Anyone who really knows me can attest to the fact that I do not walk around with my nose in the clouds, thinking I am better than anyone. Certainly, I know that I am smart and well educated – you must be if universities (notice that I used the plural) allow you to walk through their gates with papers stating that they have educated you at the Master’s level. My papers are for real but so too is my love of people.

However, when it comes to dating, feeling “nice” with someone is not enough. Over the last few months I have personally experienced where that ends – thankfully with no permanent damage (physical nor emotional). Some people who I know have not been so lucky.

I knew about ‘gold diggers’ but...wait before you think it let me say it yes they come in both genders...I never thought that that happens in gay/same-sex relationships.

Yes, yes, I know that makes me sound naïve. Very much like the really wonderful little lady that came up to me at church one day last year in the midst of my crisis and said, “Claudette, you are always teaching me. Until your situation, I never thought, it never crossed my mind that gay people would hurt just as badly as heterosexuals when there ‘marriage’ broke up.” Recognizing that her saying this to me required an enormous amount of bravery, I hugged her and rolled my eyes over her head :)

Well stop rolling your eyes those of you who knew that there are women out there, entering relationships with other women and after the requisite amount of time are suing them for half of their properties. So much for same-sex marriage rights!

Maybe my naivety stems from the fact that I am an island girl – hailing from a country where (1) homosexuality is against the law – so you would be jailed before you could even think about suing your partner for anything; (2) we were too busy trying to make the relationship work because it was so closeted and when it didn’t we headed for the beach to wash out wounds in the healing salt waters and (3) we were just too drunk on rum (kidding).

In all seriousness, however, since my own witnessing last year of this scenario, i.e., one partner lying and cheating – or at least attempting to – the house and land from the other, it seems like an epidemic in the lesbian community here in Edmonton, Alberta.
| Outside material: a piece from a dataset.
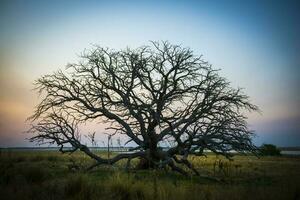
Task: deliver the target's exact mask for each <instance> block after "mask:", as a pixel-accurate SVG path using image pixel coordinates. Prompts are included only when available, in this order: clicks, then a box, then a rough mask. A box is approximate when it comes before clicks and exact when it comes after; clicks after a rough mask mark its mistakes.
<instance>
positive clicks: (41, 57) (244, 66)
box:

Friends elsewhere please e-mail me and let me know what's going on in your neck of the woods.

The other part of this story – the part that is relevant to Point #6 – is that the ones doing the suing and stealing (or attempt thereto) are the less educated ones. I am almost having a sense that they seek out women (or partners) with greater social status and income, bide their time and they go for the jugular. It gives a new meaning to the word bitches. Sorry if anyone is offended by my use of that word but I am just keeping it real.

My advice therefore – date with caution those who are unemployed, unqualified for meaningful employment and/or lie about their qualifications, or refuse to upgrade their schooling or dropping hints that they would go back to school but cannot afford to – do not fall for it.

What I am saying here is not new to the heterosexual community, although it is a practice that is still pervasive among them – women looking for sugar daddies or men seeking "well educated, independent woman.”

In the case of the latter, read those profiles as: Man looking to nam’ you out.” For those who are not Jamaican – “nam” is the Jamaican for “eat all that you have.”

Lance, you just might get your wish because there is much more DOF stuff in me where this came from. I have to stop here though as I have to go prepare for a lunch date with a woman over forty who has been screening me to make sure that I don’t plan to nam’ her out – too funny!

Blessings,


Claudette

P.S. Another photo taken by Ren. Visit his site at http://www.renatogandia.com

1 Comments:

Anonymous Anonymous said...

No, the Claudette that I know doesn't 'nam people out.